This two-second fix will make browsing the internet on an iPhone so much easier as it solves common annoyance


A really common iPhone frustration has finally been solved with a two-second fix.
Apple buried the feature deep inside Safari settings, meaning loads of iPhone owners probably have no idea it even exists.
But once it’s turned on, it can completely change the way you browse online, especially if you’re constantly opening multiple tabs while reading articles or shopping online.
And the best part is that enabling it only takes a couple of seconds.
This hidden iPhone internet setting fixes something very annoying
Lots of Apple gadget users find that one of the biggest annoyances when browsing the internet on Safari on an iPhone is accidentally tapping a link and immediately getting pulled away from the page you were reading.
It leads to endless back-and-forth tapping, losing your place, and accidentally forgetting what you were even looking at in the first place.
But apparently, Apple already has a built-in solution for this problem hidden inside Safari settings.

Users simply need to head to Settings, tap Safari, then Tabs, and change the ‘Open Links’ option from ‘In New Tab’ to ‘In Background’.
Once switched on, links will quietly open in the background instead of hijacking the page you’re currently reading.
That means you can carry on reading uninterrupted and check all the extra tabs later when you’re ready.

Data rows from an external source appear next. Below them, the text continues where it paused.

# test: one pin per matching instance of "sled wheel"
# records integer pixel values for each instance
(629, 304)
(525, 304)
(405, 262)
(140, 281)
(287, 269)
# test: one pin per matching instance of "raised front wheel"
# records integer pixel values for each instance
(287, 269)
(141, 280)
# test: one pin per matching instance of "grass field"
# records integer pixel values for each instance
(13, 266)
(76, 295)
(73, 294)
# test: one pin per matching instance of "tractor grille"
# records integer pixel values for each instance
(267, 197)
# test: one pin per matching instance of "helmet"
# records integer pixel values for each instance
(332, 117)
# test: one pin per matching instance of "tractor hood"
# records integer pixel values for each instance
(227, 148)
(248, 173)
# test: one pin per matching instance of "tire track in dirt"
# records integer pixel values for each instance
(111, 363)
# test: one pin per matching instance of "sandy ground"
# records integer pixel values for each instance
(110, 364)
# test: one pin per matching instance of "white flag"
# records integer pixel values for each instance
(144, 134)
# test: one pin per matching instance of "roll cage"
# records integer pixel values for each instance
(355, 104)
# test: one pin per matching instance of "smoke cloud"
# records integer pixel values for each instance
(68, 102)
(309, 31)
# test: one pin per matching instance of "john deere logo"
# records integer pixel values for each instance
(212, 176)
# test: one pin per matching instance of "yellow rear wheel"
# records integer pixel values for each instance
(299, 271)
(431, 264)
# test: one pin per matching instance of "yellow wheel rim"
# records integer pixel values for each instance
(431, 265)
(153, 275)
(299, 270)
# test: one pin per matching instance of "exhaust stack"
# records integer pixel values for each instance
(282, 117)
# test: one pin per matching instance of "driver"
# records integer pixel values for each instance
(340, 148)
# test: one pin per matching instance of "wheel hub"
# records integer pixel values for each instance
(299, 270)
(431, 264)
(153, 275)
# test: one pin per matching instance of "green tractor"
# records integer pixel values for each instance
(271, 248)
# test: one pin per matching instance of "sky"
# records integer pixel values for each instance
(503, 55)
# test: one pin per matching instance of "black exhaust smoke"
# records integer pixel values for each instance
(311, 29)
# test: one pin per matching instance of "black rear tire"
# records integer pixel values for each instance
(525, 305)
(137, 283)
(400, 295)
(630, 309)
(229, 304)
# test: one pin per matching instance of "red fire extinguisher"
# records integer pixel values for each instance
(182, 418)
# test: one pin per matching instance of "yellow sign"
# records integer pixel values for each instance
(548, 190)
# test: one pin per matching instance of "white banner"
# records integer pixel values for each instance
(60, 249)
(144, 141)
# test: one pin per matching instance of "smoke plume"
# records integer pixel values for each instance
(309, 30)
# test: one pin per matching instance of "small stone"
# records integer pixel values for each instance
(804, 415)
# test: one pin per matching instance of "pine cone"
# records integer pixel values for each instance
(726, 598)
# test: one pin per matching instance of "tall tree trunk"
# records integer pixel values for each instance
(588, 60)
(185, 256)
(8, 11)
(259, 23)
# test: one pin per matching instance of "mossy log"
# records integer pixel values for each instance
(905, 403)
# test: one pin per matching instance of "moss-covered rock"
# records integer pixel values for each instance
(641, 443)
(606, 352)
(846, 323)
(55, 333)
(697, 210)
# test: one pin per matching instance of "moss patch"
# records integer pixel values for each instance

There’s a shortcut to make life even easier
The hidden setting becomes even more useful thanks to a feature many iPhone users don’t know exists.
Instead of long-pressing a link and selecting ‘Open in Background’, users can apparently double tap a link using two fingers to instantly send it to a background tab.
It’s one of those tiny iPhone tricks that sounds simple but suddenly becomes incredibly useful once you start using it every day.

The feature is especially handy for people comparing products, reading long articles with lots of references, or researching multiple things at once.
And considering how many iPhone features Apple tends to hide deep in menus, this probably won’t be the last genuinely useful setting most users accidentally discover years later.